La société Floa produit l'offre de contrat de " crédit renouvelable " émise le 6 juin 2019 au nom de M. [X] [N], né le [Date naissance 3] 1986 à [Localité 10], dont l'adresse est [Adresse 2], d'un montant de maximum de 6.000 euros. Le document mentionne en dernière page " contrat signé électroniquement ". Il porte un n° de dossier : 1680505.
La simple mention " contrat signé électroniquement " ne permet pas de rattacher la signature au contrat de crédit, en l'absence d'autres indications et garanties sur son identité. La signature dont elle se prévaut est donc une signature électronique simple. Il en résulte que cette signature ne bénéficie pas d'une présomption de fiabilité et que celui qui entend s'en prévaloir doit rapporter la preuve de cette fiabilité.
Aux termes de l'article 1367 précité, cette preuve est rapportée dès lors que :
-l'identité du signataire a pu être vérifiée,
-la fiabilité du processus de signature électronique est démontrée.
Afin de prouver la fiabilité de la signature électronique de M. [N], la SA Floa présente un fichier de preuve Protect&Sign par lequel la société DocuSign, en sa qualité de prestataire de service de certification électronique, atteste du consentement de M. [N] qui a apposé sa signature électronique :
" [X] [N] ([Courriel 8]) a signé le 6 juin 2019 17 :41 :21 CEST-référence de la transaction associée [XXXXXXXXXX04] "

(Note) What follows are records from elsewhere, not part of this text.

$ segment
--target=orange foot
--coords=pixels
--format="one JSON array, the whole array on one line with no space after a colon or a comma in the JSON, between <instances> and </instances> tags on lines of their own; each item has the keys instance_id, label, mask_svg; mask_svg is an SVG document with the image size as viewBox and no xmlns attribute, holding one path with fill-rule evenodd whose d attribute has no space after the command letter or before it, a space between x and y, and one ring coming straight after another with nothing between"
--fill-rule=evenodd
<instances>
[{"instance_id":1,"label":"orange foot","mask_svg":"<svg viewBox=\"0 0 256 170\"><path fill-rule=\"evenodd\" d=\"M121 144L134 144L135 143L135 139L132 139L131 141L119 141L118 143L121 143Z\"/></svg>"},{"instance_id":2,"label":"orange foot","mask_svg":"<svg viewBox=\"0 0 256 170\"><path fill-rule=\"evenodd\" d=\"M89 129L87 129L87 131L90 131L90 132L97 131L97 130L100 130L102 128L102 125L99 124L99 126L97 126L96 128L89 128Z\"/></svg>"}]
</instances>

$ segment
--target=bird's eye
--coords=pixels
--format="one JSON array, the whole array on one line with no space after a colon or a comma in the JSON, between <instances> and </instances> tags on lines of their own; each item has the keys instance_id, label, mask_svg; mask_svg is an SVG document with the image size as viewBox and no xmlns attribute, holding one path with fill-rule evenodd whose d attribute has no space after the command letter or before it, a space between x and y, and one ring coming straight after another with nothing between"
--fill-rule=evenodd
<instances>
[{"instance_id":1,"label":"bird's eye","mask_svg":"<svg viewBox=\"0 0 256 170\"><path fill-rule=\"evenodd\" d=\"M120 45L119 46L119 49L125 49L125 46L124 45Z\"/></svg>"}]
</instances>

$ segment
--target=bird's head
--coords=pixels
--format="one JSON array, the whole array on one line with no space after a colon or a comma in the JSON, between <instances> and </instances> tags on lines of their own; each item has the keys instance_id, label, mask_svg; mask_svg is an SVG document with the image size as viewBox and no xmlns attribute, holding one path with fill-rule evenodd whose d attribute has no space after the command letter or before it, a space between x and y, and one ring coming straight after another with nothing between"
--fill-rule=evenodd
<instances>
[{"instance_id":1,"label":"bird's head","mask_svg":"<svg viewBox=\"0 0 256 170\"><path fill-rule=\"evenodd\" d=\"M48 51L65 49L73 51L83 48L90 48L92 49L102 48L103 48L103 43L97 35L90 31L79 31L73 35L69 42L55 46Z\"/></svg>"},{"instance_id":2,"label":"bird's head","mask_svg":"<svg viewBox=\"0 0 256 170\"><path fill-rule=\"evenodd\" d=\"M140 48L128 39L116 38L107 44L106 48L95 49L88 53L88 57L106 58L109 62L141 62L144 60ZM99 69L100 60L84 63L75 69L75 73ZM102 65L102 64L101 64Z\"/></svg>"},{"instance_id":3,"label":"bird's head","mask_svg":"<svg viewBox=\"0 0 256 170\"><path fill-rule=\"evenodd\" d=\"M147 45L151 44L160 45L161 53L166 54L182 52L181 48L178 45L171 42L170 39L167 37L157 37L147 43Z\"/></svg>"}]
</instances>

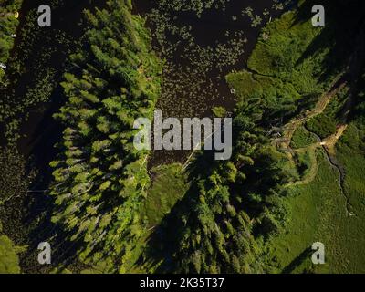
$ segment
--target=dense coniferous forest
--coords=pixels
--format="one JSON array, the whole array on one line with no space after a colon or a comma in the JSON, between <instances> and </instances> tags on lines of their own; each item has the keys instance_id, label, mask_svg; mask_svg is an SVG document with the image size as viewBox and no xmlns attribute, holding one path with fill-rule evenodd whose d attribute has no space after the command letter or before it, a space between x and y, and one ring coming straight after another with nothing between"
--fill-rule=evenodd
<instances>
[{"instance_id":1,"label":"dense coniferous forest","mask_svg":"<svg viewBox=\"0 0 365 292\"><path fill-rule=\"evenodd\" d=\"M363 4L235 1L0 0L1 273L365 272ZM232 157L137 150L159 109Z\"/></svg>"}]
</instances>

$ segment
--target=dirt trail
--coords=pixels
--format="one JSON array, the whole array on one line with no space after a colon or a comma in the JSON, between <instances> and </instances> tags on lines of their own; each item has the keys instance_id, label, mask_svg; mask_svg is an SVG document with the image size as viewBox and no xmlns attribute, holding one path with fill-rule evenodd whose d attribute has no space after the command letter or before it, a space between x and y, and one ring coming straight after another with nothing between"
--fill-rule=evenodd
<instances>
[{"instance_id":1,"label":"dirt trail","mask_svg":"<svg viewBox=\"0 0 365 292\"><path fill-rule=\"evenodd\" d=\"M345 178L346 178L346 171L343 165L337 160L336 158L336 144L339 139L343 135L348 128L349 116L351 109L355 103L355 95L356 95L356 82L360 74L361 66L365 61L365 30L362 29L361 33L359 35L357 38L357 47L349 57L349 66L347 68L347 74L343 74L340 78L336 78L333 83L331 89L323 94L315 108L312 110L308 110L303 113L301 116L288 122L283 128L283 138L280 142L277 143L276 146L279 150L282 150L287 152L287 157L290 161L296 163L295 154L299 152L309 152L311 168L308 170L308 174L305 178L300 181L289 183L287 186L300 185L306 184L312 182L317 175L318 165L316 158L316 150L318 148L322 148L326 153L328 161L329 164L339 172L339 185L341 191L342 195L346 200L346 211L349 216L356 215L352 211L353 207L350 203L349 195L347 193L347 190L345 188ZM337 127L336 133L326 137L325 139L321 139L316 132L313 132L306 126L306 121L321 114L330 102L331 99L341 90L347 84L349 84L349 91L348 95L348 99L344 107L340 111L340 122ZM293 135L299 126L304 126L305 129L311 134L313 134L317 142L311 145L308 145L305 148L293 150L290 146L291 141L293 139Z\"/></svg>"}]
</instances>

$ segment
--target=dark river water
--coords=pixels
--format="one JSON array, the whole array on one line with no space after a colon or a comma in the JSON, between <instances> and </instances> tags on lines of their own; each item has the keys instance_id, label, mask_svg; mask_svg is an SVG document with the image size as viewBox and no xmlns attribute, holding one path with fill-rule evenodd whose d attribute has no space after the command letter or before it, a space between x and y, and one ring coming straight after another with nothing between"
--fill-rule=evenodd
<instances>
[{"instance_id":1,"label":"dark river water","mask_svg":"<svg viewBox=\"0 0 365 292\"><path fill-rule=\"evenodd\" d=\"M214 107L224 107L229 114L233 111L236 99L225 82L225 75L232 71L246 68L247 59L255 47L261 28L267 22L277 17L282 10L274 9L274 1L272 0L231 0L226 4L224 9L207 9L198 17L193 11L163 9L156 4L157 2L153 0L133 1L134 13L147 17L147 26L151 28L152 36L155 35L159 26L156 25L156 20L150 19L150 15L151 11L157 10L159 11L157 16L161 14L161 17L162 17L168 15L170 20L176 26L192 27L192 39L193 39L193 44L197 47L214 49L219 45L228 44L232 36L238 33L241 34L241 39L245 39L245 43L242 47L242 52L234 62L222 65L221 59L213 58L210 61L209 69L203 74L200 74L198 70L198 73L190 73L190 75L187 74L183 77L183 74L179 74L178 71L194 72L194 70L196 71L196 64L190 63L189 58L181 57L181 54L184 50L187 50L189 54L189 50L191 50L191 55L193 55L195 53L194 48L191 46L190 41L183 41L176 35L166 33L166 43L176 44L180 42L180 44L176 46L176 53L172 56L160 54L160 57L162 59L167 59L171 66L170 72L163 76L168 81L162 84L162 96L156 108L162 110L164 118L212 117ZM251 17L242 13L247 7L252 8L254 16L259 16L262 18L260 25L254 27ZM266 13L264 13L264 11L266 11ZM152 43L155 51L162 52L163 46L156 40L156 36L153 36L153 37ZM190 48L186 49L188 47ZM233 46L230 46L230 47L235 48ZM193 56L191 58L193 59ZM169 66L167 67L169 68ZM185 78L185 80L182 80L182 78ZM198 82L201 84L193 91L193 89ZM182 84L182 86L181 89L171 90L170 87L172 87L172 84L173 86L173 83ZM150 165L152 167L166 162L183 162L188 155L189 151L155 151L152 159L150 161Z\"/></svg>"}]
</instances>

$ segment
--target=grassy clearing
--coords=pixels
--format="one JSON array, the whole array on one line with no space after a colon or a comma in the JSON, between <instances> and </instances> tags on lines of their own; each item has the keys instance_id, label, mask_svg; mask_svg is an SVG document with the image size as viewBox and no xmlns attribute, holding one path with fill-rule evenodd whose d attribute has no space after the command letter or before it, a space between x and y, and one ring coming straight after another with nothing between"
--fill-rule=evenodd
<instances>
[{"instance_id":1,"label":"grassy clearing","mask_svg":"<svg viewBox=\"0 0 365 292\"><path fill-rule=\"evenodd\" d=\"M356 227L356 219L348 217L346 202L339 189L339 173L328 163L324 152L318 152L318 172L308 184L289 189L289 217L286 232L272 239L270 256L279 271L286 273L360 272L349 255L358 254L349 237L349 226ZM326 264L313 266L311 252L301 255L315 242L326 246ZM363 267L362 267L363 271Z\"/></svg>"},{"instance_id":2,"label":"grassy clearing","mask_svg":"<svg viewBox=\"0 0 365 292\"><path fill-rule=\"evenodd\" d=\"M151 170L155 179L145 203L145 216L150 226L159 224L186 192L182 167L179 163L173 163Z\"/></svg>"},{"instance_id":3,"label":"grassy clearing","mask_svg":"<svg viewBox=\"0 0 365 292\"><path fill-rule=\"evenodd\" d=\"M317 142L316 137L304 127L299 127L294 132L290 146L294 149L304 148Z\"/></svg>"}]
</instances>

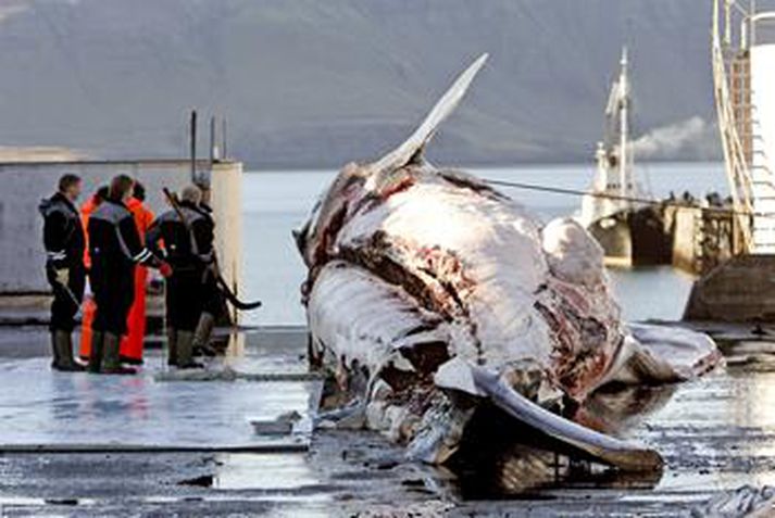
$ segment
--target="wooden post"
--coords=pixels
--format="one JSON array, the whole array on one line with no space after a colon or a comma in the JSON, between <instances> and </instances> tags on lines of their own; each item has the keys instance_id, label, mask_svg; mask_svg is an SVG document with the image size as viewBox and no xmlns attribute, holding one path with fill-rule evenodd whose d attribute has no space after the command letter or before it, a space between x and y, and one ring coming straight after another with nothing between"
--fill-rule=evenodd
<instances>
[{"instance_id":1,"label":"wooden post","mask_svg":"<svg viewBox=\"0 0 775 518\"><path fill-rule=\"evenodd\" d=\"M189 146L191 152L191 181L198 184L197 178L197 111L191 110L189 123Z\"/></svg>"}]
</instances>

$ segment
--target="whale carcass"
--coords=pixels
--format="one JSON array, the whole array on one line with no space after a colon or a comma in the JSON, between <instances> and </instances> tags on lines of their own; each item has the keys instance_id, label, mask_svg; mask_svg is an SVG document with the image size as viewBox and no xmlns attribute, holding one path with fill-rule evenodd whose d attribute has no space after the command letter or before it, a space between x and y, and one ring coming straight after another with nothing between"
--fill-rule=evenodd
<instances>
[{"instance_id":1,"label":"whale carcass","mask_svg":"<svg viewBox=\"0 0 775 518\"><path fill-rule=\"evenodd\" d=\"M658 453L562 416L602 386L685 380L720 359L705 336L627 327L603 253L573 219L546 226L423 150L487 56L383 159L349 164L296 232L313 363L328 405L443 463L483 403L625 469Z\"/></svg>"}]
</instances>

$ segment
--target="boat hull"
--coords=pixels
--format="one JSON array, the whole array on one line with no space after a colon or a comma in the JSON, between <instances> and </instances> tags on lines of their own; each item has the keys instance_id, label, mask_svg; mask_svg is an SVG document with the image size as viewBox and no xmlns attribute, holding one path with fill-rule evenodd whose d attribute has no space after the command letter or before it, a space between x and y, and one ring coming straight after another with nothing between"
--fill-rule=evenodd
<instances>
[{"instance_id":1,"label":"boat hull","mask_svg":"<svg viewBox=\"0 0 775 518\"><path fill-rule=\"evenodd\" d=\"M589 225L588 230L613 267L654 266L672 263L672 239L661 211L645 207L621 211Z\"/></svg>"}]
</instances>

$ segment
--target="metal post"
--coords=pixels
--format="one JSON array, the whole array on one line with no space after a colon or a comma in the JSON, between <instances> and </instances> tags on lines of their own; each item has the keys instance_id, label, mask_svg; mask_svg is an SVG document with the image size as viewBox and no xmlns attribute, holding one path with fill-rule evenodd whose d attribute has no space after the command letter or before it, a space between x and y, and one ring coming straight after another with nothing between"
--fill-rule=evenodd
<instances>
[{"instance_id":1,"label":"metal post","mask_svg":"<svg viewBox=\"0 0 775 518\"><path fill-rule=\"evenodd\" d=\"M226 150L226 117L221 119L221 156L223 156L224 160L228 157Z\"/></svg>"},{"instance_id":2,"label":"metal post","mask_svg":"<svg viewBox=\"0 0 775 518\"><path fill-rule=\"evenodd\" d=\"M191 181L197 182L197 111L191 110L189 124L189 144L191 152Z\"/></svg>"},{"instance_id":3,"label":"metal post","mask_svg":"<svg viewBox=\"0 0 775 518\"><path fill-rule=\"evenodd\" d=\"M218 160L217 143L215 143L215 116L210 117L210 164Z\"/></svg>"}]
</instances>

" Document finalisé le 6 juin 2019 17 :41 :21 CEST suite à la signature effectuée par le signataire dénommé [X] [N] "
" Document finalisé le 11 juin 2019 07 :03 :43 CEST sans ajout de signature ".
Il est notamment relaté que le signataire s'est authentifié sur la page de consentement en saisissant le code qui lui a été transmis automatiquement par le service Protect&Sign par sms au numéro de téléphone [XXXXXXXX01] et que ce service a vérifié l'égalité entre le code saisi par l'utilisateur et le code transmis.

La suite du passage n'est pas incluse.